Abstract: The near-Earth asteroid (3200) Phaethon is an intriguing object: its perihelion is at only 0.14 au and is associated with the Geminid meteor stream. We aim to use all available disk-integrated optical data to derive a reliable convex shape model of Phaethon. By interpreting the available space- and ground-based thermal infrared data and Spitzer spectra using a thermophysical model, we also aim to further constrain its size, thermal inertia, and visible geometric albedo. We applied the convex inversion method to the new optical data obtained by six instruments and to previous observations. The convex shape model was then used as input for the thermophysical modeling. We also studied the long-term stability of Phaethon's orbit and spin axis with a numerical orbital and rotation-state integrator. We present a new convex shape model and rotational state of Phaethon: a sidereal rotation period of 3.603958(2) h and ecliptic coordinates of the preferred pole orientation of (319$^{\circ}$, $-$39$^{\circ}$) with a 5$^{\circ}$ uncertainty. Moreover, we derive its size ($D$=5.1$\pm$0.2 km), thermal inertia ($\Gamma$=600$\pm$200 J m$^{-2}$ s$^{-1/2}$ K$^{-1}$), geometric visible albedo ($p_{\mathrm{V}}$=0.122$\pm$0.008), and estimate the macroscopic surface roughness. We also find that the Sun illumination at the perihelion passage during the past several thousand years is not connected to a specific area on the surface, which implies non-preferential heating.
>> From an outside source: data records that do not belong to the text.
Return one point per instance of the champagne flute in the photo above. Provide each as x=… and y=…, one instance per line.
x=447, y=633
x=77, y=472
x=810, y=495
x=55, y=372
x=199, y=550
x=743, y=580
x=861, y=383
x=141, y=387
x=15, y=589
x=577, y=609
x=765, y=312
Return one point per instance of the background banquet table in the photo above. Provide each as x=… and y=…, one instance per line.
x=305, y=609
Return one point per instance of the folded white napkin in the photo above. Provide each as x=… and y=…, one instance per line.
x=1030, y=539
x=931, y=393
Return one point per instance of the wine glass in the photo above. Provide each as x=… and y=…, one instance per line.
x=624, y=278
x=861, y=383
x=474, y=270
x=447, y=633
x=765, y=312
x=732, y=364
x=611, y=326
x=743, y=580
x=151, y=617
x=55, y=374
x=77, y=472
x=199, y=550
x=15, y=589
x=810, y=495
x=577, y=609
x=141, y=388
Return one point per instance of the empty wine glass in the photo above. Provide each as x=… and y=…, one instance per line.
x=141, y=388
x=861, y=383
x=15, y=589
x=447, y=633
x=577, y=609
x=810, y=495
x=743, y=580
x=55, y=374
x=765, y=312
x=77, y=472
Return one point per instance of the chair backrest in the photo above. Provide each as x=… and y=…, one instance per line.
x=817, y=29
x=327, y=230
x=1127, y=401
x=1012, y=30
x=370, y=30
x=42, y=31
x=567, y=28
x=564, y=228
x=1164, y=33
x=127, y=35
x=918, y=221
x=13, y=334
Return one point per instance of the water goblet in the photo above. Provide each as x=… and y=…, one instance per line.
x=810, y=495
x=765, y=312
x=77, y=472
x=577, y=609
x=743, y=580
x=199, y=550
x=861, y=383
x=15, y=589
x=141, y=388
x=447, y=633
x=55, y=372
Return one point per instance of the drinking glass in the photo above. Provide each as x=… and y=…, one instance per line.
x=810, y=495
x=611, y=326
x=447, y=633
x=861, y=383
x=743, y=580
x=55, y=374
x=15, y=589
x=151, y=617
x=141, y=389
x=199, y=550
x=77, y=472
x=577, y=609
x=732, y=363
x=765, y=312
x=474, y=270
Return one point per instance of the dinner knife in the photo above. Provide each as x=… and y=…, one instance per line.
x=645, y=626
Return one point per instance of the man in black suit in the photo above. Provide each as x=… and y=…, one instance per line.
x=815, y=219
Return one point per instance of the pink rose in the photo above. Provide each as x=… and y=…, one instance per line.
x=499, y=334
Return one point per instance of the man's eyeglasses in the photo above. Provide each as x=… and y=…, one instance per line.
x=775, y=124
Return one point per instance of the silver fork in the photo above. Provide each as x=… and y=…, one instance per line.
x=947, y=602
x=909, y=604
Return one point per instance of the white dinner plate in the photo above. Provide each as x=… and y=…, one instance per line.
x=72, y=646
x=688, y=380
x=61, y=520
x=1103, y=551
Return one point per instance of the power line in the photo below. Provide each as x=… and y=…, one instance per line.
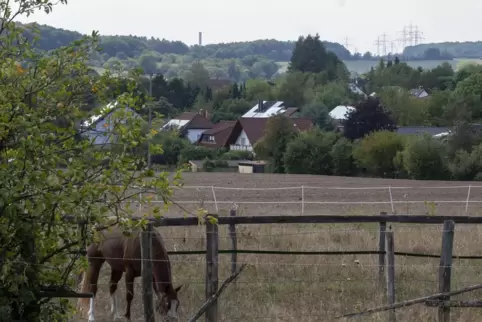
x=378, y=44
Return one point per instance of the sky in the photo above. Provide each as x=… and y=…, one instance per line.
x=356, y=22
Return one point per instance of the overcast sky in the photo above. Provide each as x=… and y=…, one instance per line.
x=362, y=21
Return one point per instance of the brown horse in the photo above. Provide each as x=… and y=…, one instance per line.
x=124, y=255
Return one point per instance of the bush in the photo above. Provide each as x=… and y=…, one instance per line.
x=467, y=166
x=377, y=151
x=342, y=158
x=310, y=153
x=172, y=146
x=423, y=159
x=193, y=152
x=237, y=155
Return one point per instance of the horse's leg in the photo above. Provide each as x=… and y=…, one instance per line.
x=115, y=277
x=93, y=277
x=129, y=291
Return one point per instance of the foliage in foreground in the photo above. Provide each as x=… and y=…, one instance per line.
x=52, y=176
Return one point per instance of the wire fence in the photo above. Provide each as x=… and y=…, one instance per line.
x=460, y=199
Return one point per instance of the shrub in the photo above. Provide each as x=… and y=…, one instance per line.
x=377, y=151
x=423, y=159
x=193, y=152
x=342, y=158
x=310, y=153
x=465, y=165
x=237, y=155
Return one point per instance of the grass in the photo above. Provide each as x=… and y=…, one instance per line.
x=315, y=288
x=363, y=66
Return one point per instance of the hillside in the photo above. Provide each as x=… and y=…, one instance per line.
x=467, y=49
x=133, y=46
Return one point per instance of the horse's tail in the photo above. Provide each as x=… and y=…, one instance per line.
x=83, y=304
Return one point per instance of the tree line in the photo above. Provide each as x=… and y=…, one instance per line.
x=237, y=61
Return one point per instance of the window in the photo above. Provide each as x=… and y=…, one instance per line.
x=208, y=139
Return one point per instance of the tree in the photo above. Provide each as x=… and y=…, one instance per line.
x=376, y=153
x=310, y=56
x=198, y=75
x=309, y=153
x=148, y=63
x=320, y=115
x=423, y=159
x=272, y=146
x=368, y=116
x=52, y=175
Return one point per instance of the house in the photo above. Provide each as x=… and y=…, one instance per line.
x=248, y=130
x=251, y=166
x=218, y=136
x=434, y=131
x=419, y=92
x=190, y=124
x=339, y=112
x=230, y=166
x=355, y=89
x=99, y=127
x=266, y=109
Characterization of Near-Earth Asteroid (3200) Phaethon

The paper of asteroid (3200) Phaethon presents vital insights into its physical and orbital characteristics, revealing complexities relevant to both its own nature as a celestial body and its connection to the Geminid meteor stream. This paper meticulously characterizes Phaethon's orbit, spin state, and thermophysical parameters using a comprehensive approach that combines both optical and infrared observational data.
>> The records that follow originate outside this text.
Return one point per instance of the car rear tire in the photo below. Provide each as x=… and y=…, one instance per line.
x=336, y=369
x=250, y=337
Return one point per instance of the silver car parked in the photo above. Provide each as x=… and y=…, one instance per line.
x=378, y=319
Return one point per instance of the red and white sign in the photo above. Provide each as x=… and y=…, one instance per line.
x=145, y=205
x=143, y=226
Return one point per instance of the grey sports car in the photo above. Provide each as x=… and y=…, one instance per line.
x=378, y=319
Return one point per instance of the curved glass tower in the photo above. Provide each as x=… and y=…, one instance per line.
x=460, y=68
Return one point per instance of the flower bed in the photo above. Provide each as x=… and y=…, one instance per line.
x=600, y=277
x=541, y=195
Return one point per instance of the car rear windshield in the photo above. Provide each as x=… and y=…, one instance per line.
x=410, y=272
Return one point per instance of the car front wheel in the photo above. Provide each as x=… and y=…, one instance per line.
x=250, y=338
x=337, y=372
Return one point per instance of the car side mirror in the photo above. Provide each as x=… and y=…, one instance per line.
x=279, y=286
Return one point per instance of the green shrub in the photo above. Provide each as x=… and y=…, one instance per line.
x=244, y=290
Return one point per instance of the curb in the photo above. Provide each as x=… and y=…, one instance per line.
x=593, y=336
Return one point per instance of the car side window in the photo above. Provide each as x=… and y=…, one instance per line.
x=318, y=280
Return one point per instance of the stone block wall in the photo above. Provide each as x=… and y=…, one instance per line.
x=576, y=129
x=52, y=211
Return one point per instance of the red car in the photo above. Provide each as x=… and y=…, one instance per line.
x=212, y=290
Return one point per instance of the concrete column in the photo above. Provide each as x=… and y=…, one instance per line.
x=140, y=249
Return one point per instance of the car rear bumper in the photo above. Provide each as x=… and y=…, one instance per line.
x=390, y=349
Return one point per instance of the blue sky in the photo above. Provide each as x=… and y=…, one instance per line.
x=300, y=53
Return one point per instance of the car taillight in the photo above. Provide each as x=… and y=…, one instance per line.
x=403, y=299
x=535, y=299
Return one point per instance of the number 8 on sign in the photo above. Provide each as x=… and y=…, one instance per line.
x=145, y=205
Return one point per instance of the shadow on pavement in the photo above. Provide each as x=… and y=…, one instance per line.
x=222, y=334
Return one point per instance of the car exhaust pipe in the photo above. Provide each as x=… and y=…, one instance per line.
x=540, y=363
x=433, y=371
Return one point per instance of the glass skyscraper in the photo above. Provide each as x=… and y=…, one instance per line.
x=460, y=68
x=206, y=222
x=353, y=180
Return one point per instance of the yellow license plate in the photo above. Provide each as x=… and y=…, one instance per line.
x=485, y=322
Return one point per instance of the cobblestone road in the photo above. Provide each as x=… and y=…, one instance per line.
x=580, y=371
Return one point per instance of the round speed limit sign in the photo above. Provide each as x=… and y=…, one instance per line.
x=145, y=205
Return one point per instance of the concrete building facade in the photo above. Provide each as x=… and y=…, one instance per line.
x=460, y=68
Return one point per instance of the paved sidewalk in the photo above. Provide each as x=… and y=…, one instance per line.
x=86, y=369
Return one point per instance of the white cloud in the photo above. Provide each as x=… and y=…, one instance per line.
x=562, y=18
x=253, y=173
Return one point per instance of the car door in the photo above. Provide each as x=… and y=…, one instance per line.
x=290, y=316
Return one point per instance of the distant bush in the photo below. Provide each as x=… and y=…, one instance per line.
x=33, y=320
Orbital and Rotational Dynamics

Phaethon’s orbit, with a perihelion distance of merely 0.14 au, frequently subjects it to extreme solar heating, reaching surface temperatures exceeding 1,000 K. The rotational dynamics, defined by a sidereal rotation period of approximately 3.603958 hours, are crucial to understanding its thermal behavior and surface properties. The inferred pole orientation of (319°, -39°) carries implications for the thermal inertia and surface heating patterns, which are essential in modeling the Yarkovsky effect and understanding the body's orbital evolution in relation to its physical characteristics.

Thermophysical Model and Results

The application of a thermophysical model yields a nuanced perspective on Phaethon’s physical properties. Noteworthy conclusions include the asteroid's estimated diameter of 5.1 ± 0.2 kilometers and a thermal inertia of 600 ± 200 J m⁻² s⁻¹/² K⁻¹. These values hint at a significant surface roughness and geometric visible albedo of 0.122 ± 0.008. The reported thermal inertia is critical in positing that Phaethon's lack of fine regolith may be attributed to high solar wind fluxes which actively alter its surface material distribution.
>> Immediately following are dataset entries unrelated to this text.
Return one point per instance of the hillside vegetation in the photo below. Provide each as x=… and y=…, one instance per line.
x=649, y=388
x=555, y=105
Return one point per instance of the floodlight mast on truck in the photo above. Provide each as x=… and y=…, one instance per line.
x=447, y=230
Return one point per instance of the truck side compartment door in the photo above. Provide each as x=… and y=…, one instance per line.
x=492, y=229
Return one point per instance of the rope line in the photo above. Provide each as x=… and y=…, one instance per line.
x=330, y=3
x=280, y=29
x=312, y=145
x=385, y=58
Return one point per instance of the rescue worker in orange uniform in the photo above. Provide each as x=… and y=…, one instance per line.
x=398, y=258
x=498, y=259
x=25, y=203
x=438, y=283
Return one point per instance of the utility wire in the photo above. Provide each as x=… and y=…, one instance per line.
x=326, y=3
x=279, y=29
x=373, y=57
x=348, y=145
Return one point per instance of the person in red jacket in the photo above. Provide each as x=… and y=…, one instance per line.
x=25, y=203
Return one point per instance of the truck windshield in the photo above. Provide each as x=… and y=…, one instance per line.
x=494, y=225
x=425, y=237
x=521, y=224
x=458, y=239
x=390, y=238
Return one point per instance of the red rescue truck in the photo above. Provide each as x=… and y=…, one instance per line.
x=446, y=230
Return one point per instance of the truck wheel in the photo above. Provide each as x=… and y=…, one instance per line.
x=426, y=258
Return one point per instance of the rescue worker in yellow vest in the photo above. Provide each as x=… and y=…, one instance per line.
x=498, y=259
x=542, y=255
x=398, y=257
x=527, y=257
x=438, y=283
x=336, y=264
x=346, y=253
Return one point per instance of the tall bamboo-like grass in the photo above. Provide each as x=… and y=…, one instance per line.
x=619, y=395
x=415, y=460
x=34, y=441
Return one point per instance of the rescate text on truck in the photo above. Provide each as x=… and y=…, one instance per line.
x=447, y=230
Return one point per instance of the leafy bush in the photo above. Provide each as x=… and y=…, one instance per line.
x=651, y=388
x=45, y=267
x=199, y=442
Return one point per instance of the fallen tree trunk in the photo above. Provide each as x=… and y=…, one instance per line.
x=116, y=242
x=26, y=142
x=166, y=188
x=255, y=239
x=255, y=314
Implications for the Geminid Stream

One intriguing aspect of Phaethon's paper is its relationship with the Geminid meteor stream. While past studies align Phaethon as the progenitor of the Geminids, the mechanisms of mass loss necessary to support such a stream are not conclusively understood. The paper postulates thermal disintegration as a plausible process but acknowledges the need for deeper investigations into thermal fracture mechanisms correlating with Phaethon’s specific physical context and its orbital dynamics over extensive periods.

Future Directions

The paper suggests that further high-resolution studies, particularly during Phaethon’s imminent close approaches to Earth, could refine existing models, especially concerning the Yarkovsky effect. Such encounters offer an opportunity to employ radar astrometry and enhanced photometric analyses, potentially shedding light on the asteroid's bulk density and enhancing understanding of its interior structure.

In summary, this comprehensive analysis of asteroid (3200) Phaethon provides indispensable data that aid in unraveling its unique characteristics. Such studies lay foundational groundwork for future explorations and theoretical developments, particularly within asteroid thermophysics and the broader implications for near-Earth objects.